Microsoft declined to answer all follow-up questions about IE10 on Windows 7, including when the final would ship.
IE10 will be included with Windows 8 when that OS goes on sale and hardware powered by the upgrade reaches store shelves and online outlets Oct. 26. The browser is also bundled with Windows RT, the spinoff touch-first OS used by Microsoft's Surface RT tablet.
IE10 was first introduced to Windows 7 users in April 2011 as a "Platform Preview," which then ran through several iterations before being halted by Microsoft in June 2011.
From that point on, follow-up previews were pitched only to Windows 8 users.
IE10 will run on Windows 8, Windows RT and Windows 7: Early on, Microsoft confirmed that the browser would not work on Windows Vista, much less Windows XP, which remains stuck on 2009's IE8.
Microsoft was the first, and so far, only, vendor to drop Vista from the support list of a new browser, just as it was the first -- and again, the only -- developer to abandon Windows XP.
Nearly a year ago, Microsoft pledged to ship beta and RC, or "release candidate," builds of IE10 for Windows 7. "We will release an IE10 Beta and Release Candidate on Windows 7 prior to IE10's general availability," said a commenter labeled as "ieblog," identified elsewhere as the in-house editor of the IE team's engineering blog.
Assuming that "general availability" meant the first public appearance of the browser, which will happen next week, that promise was never kept.
Instead, Microsoft will release what it calls a "preview" -- a relatively new term that has been applied equally to either beta or release candidate milestones -- about three weeks after IE10's debut on Windows 8.
It's unclear when Microsoft will finish work on IE10 for Windows 7.
IE10's predecessor, IE9, reached beta in September 2010, or six months before the March 2011 launch of final code.
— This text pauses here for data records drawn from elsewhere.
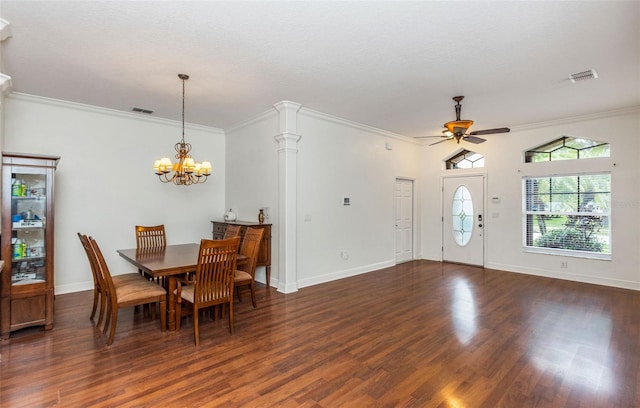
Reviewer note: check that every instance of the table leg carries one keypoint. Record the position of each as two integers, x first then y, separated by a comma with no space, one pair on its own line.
268,270
171,307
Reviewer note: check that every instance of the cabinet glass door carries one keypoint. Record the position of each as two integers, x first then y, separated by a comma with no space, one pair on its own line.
28,222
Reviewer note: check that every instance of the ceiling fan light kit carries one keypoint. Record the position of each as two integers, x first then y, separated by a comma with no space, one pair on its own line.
457,129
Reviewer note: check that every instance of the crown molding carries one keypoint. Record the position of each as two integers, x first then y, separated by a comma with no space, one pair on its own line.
630,110
254,119
355,125
110,112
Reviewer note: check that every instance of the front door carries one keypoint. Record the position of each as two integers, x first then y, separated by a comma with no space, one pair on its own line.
463,220
404,220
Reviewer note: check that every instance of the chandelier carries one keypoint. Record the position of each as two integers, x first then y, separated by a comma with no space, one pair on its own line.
185,171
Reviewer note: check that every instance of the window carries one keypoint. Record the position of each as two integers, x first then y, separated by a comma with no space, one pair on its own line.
465,160
567,148
568,214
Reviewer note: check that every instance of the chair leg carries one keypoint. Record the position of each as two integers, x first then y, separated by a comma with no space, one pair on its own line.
114,323
163,314
96,294
107,319
103,307
253,294
178,317
231,315
196,326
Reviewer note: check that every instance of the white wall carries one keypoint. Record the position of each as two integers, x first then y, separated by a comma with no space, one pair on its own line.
252,177
336,158
105,186
503,221
105,183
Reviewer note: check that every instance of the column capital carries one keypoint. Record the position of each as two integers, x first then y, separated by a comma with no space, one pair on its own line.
5,84
5,29
288,116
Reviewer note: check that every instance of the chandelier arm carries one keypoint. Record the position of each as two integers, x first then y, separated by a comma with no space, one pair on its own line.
186,171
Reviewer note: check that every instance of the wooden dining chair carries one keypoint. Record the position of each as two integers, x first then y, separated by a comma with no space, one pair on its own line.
232,231
150,236
245,273
212,283
99,289
127,293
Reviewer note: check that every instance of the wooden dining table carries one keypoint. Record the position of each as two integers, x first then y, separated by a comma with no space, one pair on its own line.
169,261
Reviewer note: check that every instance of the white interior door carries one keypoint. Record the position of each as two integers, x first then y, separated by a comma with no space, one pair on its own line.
463,220
404,220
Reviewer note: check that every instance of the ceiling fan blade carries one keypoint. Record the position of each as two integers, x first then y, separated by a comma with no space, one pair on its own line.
440,141
490,131
473,139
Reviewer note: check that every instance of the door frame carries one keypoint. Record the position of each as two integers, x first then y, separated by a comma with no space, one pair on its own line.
413,218
484,206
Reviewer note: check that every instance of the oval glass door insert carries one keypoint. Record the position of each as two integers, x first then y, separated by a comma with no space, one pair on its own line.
462,213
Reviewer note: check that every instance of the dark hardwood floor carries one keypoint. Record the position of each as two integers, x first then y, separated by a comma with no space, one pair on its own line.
421,334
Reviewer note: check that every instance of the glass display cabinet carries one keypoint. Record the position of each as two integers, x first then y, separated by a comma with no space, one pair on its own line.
26,283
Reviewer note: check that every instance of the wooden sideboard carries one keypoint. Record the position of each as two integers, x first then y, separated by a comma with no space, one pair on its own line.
264,254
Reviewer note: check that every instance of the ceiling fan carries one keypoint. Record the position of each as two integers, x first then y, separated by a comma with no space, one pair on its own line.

IE9 made release candidate about a month prior to the browser's official debut.
If the IE10 on Windows 7 release next month is, in fact, analogous to a beta -- in that case Microsoft would likely dub it a "Consumer Preview" -- users may not see a final until near the end of April 2013. On the other hand, a more polished sneak peek, perhaps tagged as "Release Preview," could hint at a launch before the end of 2012.
Whatever schedule Microsoft adopts, the company has already made moot analysts' predictions that Microsoft was accelerating its browser development pace. They came to that conclusion last year when Microsoft announced IE10 just weeks after the March 2011 release of IE9.
By the time IE10 appears alongside Windows 8 and Windows RT, nearly 19 months will have passed since the launch of IE9. For Windows 7 users, the stretch could be more than two years.
Users and Web developers have regularly chastised the company in comments on the IE team's blog for the sluggish pace of IE10 development on Windows 7, arguing that the delay has damaged the browser's chances of adoption.
That continued today, as commenters weighed in on Mauceri's post.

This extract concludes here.